On November 7, 2007, the Industry Trilateral Group, which includes the Intellectual Property Owners Association (IPO), the American Intellectual Property Law Association (AIPLA), Business Europe, the Japan Intellectual Property Association (JIPA), and practitioner groups the European Patent Institute (epi) and the Japan Patent Attorneys Association (JPAA), published a report that outlined several suggested rule and statutory changes as part of a "Global Patent Application" project. The report cites to data from the Trilateral Offices (USPTO, EPO, and JPO) that was used to estimate that the annual costs associated with modifying patent applications as they are filed in patent offices across the world approach $300 million.

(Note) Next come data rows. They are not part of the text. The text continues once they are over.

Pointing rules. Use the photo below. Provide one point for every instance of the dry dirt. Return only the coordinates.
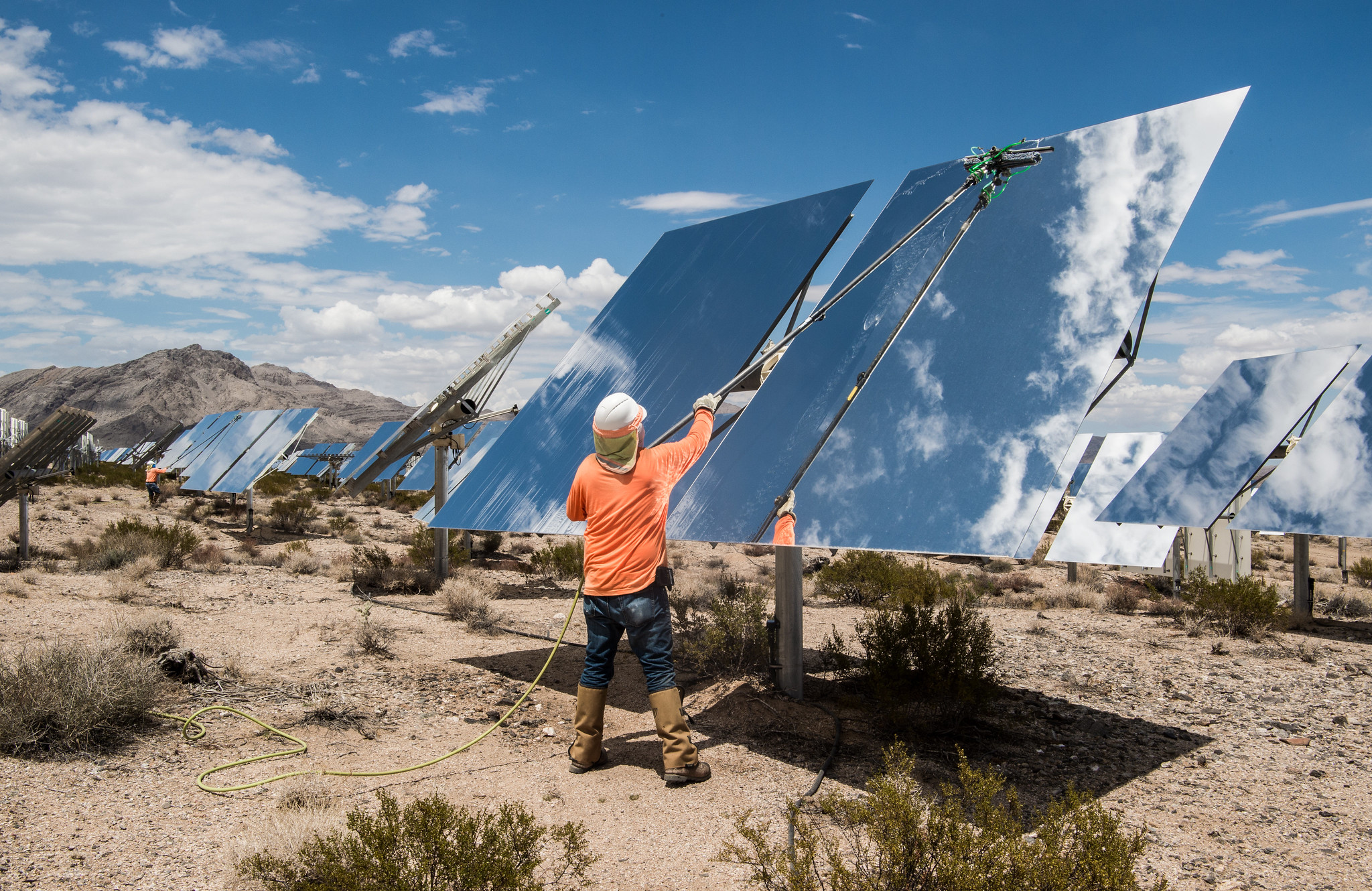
(1249, 761)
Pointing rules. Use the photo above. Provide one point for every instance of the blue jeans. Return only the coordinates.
(648, 620)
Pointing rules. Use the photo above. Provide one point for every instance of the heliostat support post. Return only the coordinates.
(1302, 594)
(439, 500)
(791, 634)
(23, 523)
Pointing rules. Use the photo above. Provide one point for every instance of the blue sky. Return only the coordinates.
(369, 191)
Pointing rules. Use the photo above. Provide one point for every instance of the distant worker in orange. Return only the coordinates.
(622, 493)
(785, 531)
(154, 490)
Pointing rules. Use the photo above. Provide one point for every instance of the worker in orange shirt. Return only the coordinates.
(154, 490)
(622, 492)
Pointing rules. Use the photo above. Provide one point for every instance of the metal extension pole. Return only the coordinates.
(866, 375)
(819, 312)
(1302, 592)
(23, 523)
(439, 500)
(791, 634)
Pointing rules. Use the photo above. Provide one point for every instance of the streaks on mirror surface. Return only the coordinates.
(681, 324)
(1225, 438)
(1083, 539)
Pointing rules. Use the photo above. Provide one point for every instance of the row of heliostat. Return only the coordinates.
(231, 451)
(962, 437)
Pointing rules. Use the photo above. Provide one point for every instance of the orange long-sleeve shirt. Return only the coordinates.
(785, 531)
(626, 514)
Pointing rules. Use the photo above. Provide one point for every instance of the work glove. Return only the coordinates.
(709, 403)
(786, 504)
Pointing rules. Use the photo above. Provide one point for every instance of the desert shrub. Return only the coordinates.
(129, 539)
(340, 525)
(1017, 582)
(421, 549)
(1348, 606)
(937, 658)
(370, 636)
(374, 569)
(147, 637)
(975, 838)
(408, 502)
(429, 846)
(560, 561)
(1245, 606)
(192, 511)
(869, 577)
(275, 485)
(722, 629)
(1121, 599)
(1361, 570)
(209, 556)
(298, 558)
(73, 697)
(293, 514)
(103, 476)
(466, 599)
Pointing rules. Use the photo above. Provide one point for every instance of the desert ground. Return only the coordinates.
(1249, 761)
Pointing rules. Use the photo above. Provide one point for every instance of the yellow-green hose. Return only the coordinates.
(192, 730)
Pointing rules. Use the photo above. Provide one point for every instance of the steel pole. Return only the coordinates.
(23, 523)
(439, 500)
(791, 633)
(1302, 596)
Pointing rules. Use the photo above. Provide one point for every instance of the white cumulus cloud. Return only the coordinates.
(458, 100)
(691, 202)
(417, 42)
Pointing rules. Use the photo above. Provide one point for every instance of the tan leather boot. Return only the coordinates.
(681, 761)
(589, 724)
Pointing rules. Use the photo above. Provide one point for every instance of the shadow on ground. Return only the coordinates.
(1040, 743)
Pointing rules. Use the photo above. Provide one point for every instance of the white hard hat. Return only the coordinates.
(616, 412)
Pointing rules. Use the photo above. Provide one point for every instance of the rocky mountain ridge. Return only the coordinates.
(141, 399)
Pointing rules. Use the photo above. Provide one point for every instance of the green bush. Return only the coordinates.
(940, 658)
(430, 846)
(869, 577)
(722, 630)
(129, 539)
(1238, 608)
(560, 561)
(409, 500)
(973, 839)
(293, 514)
(374, 569)
(275, 485)
(421, 549)
(72, 697)
(103, 474)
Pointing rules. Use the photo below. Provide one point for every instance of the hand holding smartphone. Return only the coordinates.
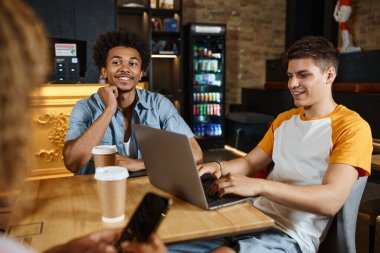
(145, 220)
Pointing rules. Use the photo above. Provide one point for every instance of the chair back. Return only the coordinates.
(341, 235)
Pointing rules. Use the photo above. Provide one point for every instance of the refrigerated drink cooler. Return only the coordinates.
(204, 83)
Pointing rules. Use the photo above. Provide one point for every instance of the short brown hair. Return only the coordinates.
(318, 48)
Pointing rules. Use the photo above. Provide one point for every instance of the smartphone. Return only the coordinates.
(145, 220)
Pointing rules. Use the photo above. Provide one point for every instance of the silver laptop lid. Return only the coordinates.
(170, 164)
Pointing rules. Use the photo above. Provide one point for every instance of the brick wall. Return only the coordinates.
(365, 24)
(255, 32)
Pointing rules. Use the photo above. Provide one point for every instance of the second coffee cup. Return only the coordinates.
(104, 155)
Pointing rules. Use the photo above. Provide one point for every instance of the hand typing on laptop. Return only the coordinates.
(227, 183)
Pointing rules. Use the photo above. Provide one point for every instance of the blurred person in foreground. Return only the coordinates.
(24, 62)
(106, 117)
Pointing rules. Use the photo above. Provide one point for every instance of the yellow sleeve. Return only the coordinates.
(352, 142)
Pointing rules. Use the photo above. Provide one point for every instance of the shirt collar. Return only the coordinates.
(141, 100)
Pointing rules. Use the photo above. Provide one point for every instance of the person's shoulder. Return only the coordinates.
(343, 114)
(290, 113)
(346, 118)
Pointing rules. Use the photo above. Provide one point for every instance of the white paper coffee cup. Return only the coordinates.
(112, 186)
(104, 155)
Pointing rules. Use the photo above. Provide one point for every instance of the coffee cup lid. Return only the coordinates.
(111, 173)
(104, 149)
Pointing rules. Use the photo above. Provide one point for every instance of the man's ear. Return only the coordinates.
(103, 72)
(331, 75)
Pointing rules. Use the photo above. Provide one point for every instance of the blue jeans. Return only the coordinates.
(271, 240)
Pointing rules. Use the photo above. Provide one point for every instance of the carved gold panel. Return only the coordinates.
(51, 106)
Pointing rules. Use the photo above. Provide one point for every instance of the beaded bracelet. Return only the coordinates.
(220, 167)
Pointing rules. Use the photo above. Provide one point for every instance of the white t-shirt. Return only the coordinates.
(302, 149)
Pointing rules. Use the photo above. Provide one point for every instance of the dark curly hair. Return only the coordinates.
(109, 40)
(318, 48)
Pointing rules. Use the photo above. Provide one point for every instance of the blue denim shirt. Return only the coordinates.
(152, 109)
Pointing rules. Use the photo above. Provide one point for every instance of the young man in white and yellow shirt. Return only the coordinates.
(319, 149)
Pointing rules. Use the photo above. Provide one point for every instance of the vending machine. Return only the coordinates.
(204, 82)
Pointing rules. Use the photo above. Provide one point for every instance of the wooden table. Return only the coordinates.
(375, 165)
(57, 210)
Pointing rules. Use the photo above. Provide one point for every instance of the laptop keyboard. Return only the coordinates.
(214, 200)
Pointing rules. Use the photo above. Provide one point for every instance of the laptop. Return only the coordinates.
(170, 166)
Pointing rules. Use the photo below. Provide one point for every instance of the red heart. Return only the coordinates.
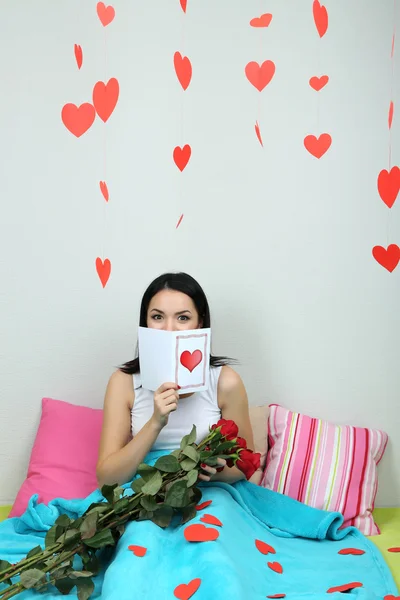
(104, 190)
(103, 270)
(317, 83)
(317, 146)
(106, 13)
(262, 21)
(320, 17)
(105, 98)
(200, 533)
(78, 119)
(78, 55)
(260, 75)
(277, 567)
(344, 588)
(211, 520)
(389, 185)
(264, 548)
(186, 590)
(138, 550)
(389, 259)
(190, 360)
(183, 69)
(354, 551)
(182, 156)
(203, 505)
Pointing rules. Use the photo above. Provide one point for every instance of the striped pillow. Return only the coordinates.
(326, 466)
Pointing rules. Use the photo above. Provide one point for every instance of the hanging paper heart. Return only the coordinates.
(105, 13)
(103, 270)
(181, 156)
(317, 83)
(78, 55)
(389, 185)
(388, 258)
(320, 18)
(184, 591)
(78, 119)
(183, 69)
(200, 533)
(105, 98)
(318, 146)
(260, 75)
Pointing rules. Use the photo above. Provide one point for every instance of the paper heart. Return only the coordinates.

The group identifies five changes it believes would have the most pronounced effect on reducing these costs, and create progress toward some harmonization. These changes include:
- Removing National Legends (US) – This refers to the requirement in the U.S. that applications must contain sections such as "Cross-Reference to Related Applications" and "Statements of Federal Sponsored Research." Since these sections are particular to the U.S. and need to be removed upon filing in Europe and Japan (and must be added to original EP and JP applications when filed in the US), these sections would not be required in the filed patent specification.
- Including Reference Numerals in Abstract & Claims (US) – This relates to a suggested change in the U.S. that would require that reference numerals appearing in the abstract or claims could not be used to limit claim scope.

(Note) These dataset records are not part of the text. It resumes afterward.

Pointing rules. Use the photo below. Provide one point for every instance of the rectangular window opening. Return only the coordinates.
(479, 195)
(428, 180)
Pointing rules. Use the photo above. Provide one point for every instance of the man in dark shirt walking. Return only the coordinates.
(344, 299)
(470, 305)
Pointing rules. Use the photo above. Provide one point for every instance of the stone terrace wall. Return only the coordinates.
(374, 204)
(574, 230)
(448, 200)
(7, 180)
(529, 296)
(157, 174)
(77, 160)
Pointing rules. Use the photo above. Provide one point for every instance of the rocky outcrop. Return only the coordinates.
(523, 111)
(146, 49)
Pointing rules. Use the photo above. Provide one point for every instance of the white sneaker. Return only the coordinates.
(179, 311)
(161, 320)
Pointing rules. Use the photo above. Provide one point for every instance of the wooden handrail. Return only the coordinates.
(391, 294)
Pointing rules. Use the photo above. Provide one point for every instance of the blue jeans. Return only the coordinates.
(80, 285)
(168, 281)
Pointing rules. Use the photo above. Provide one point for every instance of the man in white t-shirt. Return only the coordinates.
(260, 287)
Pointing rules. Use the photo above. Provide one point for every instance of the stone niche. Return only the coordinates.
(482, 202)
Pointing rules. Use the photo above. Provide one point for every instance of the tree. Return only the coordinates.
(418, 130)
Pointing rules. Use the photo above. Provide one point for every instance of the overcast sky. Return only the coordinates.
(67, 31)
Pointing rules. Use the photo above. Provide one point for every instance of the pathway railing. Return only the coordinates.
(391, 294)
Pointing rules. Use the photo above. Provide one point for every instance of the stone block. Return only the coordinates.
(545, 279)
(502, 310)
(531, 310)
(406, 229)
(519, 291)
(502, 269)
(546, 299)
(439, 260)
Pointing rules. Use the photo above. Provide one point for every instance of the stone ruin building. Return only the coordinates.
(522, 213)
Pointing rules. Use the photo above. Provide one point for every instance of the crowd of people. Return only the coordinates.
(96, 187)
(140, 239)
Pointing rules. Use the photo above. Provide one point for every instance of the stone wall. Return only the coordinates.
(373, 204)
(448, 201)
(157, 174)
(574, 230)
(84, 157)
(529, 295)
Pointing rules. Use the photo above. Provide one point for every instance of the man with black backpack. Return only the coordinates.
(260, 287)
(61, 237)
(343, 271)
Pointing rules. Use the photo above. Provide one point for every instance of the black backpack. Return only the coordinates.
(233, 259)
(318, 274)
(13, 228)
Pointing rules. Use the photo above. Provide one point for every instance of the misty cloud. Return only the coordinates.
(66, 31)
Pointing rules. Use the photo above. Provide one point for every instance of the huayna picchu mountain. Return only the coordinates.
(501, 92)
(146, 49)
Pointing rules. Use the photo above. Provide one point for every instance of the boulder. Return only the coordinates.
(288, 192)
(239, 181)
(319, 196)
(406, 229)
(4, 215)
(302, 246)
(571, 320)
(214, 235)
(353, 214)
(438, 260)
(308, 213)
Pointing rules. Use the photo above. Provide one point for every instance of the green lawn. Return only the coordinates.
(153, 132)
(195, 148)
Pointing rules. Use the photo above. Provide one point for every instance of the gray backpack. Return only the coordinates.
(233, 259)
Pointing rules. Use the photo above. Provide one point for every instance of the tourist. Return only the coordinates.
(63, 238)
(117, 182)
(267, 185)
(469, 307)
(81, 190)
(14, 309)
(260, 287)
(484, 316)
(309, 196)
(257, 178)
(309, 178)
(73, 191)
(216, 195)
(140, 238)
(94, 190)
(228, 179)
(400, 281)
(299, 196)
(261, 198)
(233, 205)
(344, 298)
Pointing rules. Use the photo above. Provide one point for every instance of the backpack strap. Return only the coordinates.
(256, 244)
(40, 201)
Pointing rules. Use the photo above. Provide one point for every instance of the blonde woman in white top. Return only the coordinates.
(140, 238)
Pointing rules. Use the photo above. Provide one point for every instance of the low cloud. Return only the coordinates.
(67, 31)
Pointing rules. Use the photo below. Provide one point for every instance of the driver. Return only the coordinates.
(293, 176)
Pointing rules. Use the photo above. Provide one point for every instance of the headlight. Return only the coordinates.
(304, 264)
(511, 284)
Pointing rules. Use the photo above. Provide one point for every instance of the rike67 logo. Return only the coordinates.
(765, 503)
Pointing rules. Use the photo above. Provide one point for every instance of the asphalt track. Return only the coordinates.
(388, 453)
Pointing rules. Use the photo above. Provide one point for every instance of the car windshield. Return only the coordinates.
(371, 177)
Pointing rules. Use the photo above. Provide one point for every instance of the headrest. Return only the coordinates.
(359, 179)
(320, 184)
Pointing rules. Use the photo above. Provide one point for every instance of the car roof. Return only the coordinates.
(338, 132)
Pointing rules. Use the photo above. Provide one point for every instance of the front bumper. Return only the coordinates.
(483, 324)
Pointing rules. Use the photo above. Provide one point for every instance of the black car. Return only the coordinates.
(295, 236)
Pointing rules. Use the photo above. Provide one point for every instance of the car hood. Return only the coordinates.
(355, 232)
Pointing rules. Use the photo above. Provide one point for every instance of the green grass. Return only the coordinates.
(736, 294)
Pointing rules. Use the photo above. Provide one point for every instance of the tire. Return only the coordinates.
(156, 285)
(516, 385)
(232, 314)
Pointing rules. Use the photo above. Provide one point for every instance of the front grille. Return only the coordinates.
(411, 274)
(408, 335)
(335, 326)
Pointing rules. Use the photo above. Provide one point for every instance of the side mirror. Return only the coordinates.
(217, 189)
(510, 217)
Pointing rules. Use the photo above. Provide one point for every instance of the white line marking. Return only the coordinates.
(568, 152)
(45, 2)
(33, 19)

- Removing Requirement of Conformance of Specification & Claims (EP) – This proposed change addresses the requirement in Europe that the specification contains language that conforms with the language of the allowed claims.
- Requiring Amendment of the Specification to cite Prior Art (EP) – This proposed change would preclude the EPO from requiring that a description of the prior art applied during prosecution be inserted into the specification.
- Citation of Prior Art (JP) – This proposal would change current Japanese practice of citing specific prior art references in the specification, and allow for the citations to be made in a separate paper.